The good news about being so many days behind in the NaPoWriMo challenge is that I will have plenty of left over prompts to get me through the next couple months. Today’s challenge is to write a Skeltonic verse. No skeletons involved. Rather, Skeltonic verse gets its name from John Skelton, a fifteenth-century English poet who pioneered the use of short stanzas with irregular meter, but two strong stresses per line (otherwise know as “dipodic” or “two-footed” verse). The lines rhyme, but there’s not a rhyme scheme per se. The poet simply rhymes against one word until he or she gets bored and moves on to another. Dipodc….not sure I got it.

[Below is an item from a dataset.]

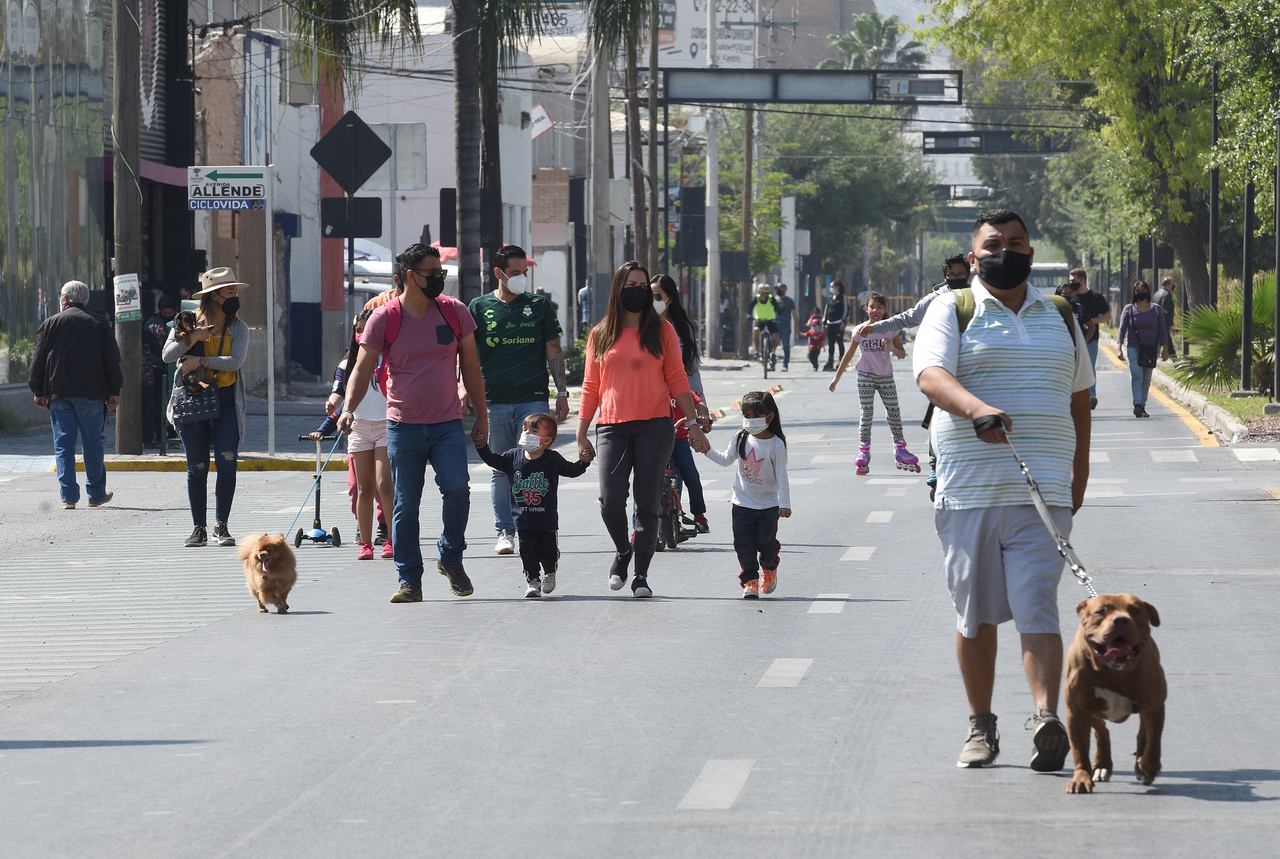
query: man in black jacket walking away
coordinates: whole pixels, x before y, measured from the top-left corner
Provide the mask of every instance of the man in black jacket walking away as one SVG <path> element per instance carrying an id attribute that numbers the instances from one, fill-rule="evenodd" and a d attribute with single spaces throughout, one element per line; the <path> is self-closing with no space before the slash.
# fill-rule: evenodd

By the way, this Peep-Bear story is true.

Cross the Line

I cross the line
With worried winded final push
Uphill slog, eye on the time
Water bottle’s empty slug
Wipe a salted brow
Ignore the blisters my toenails dug
Scamper to the music
Plug in ears, plug in my tunes
Feeling alive my gliding gate cruise
Herded storming bovine
We are off in a burst
I cross the line

Day 28 of the NaPoWriMo Challenge. Today’s challenge is to write a poem that tells a story. But here’s the twist – the story should be told backwards. The first line should say what happened last, and work its way through the past until you get to the beginning.

No Hands

Three miles left
They cry, “You’re almost there”
Greet me, you rise to meet me
Cross river in your care
Where hooves have tread
And rail cars rattled
Deliver me safely over
White water paddled
Far behind lie canyon miles
Scampered, clamored, fought and won
Dream complete day and night
And rising second sun
Now clomp and stomp
A silhouette on shadowed ridge
Towards finish line I come
As I cross No Hands Bridge

Welcome to Day 28 of the NaPoWriMo Challenge. Today’s challenge is to write a poem about bridges. A bridge is a powerful metaphor, and when you start looking for bridges in poems, you find them everywhere. Your poem could be about a real bridge or an imaginary or ideal bridge.

It seems appropriate to write about No Hands Bridge today as I will be finishing Western States 100 two months from today. It is the culmination of many years of running and my last big challenge. No Hands is the symbolic home stretch of the race. Once you cross it, you are almost there.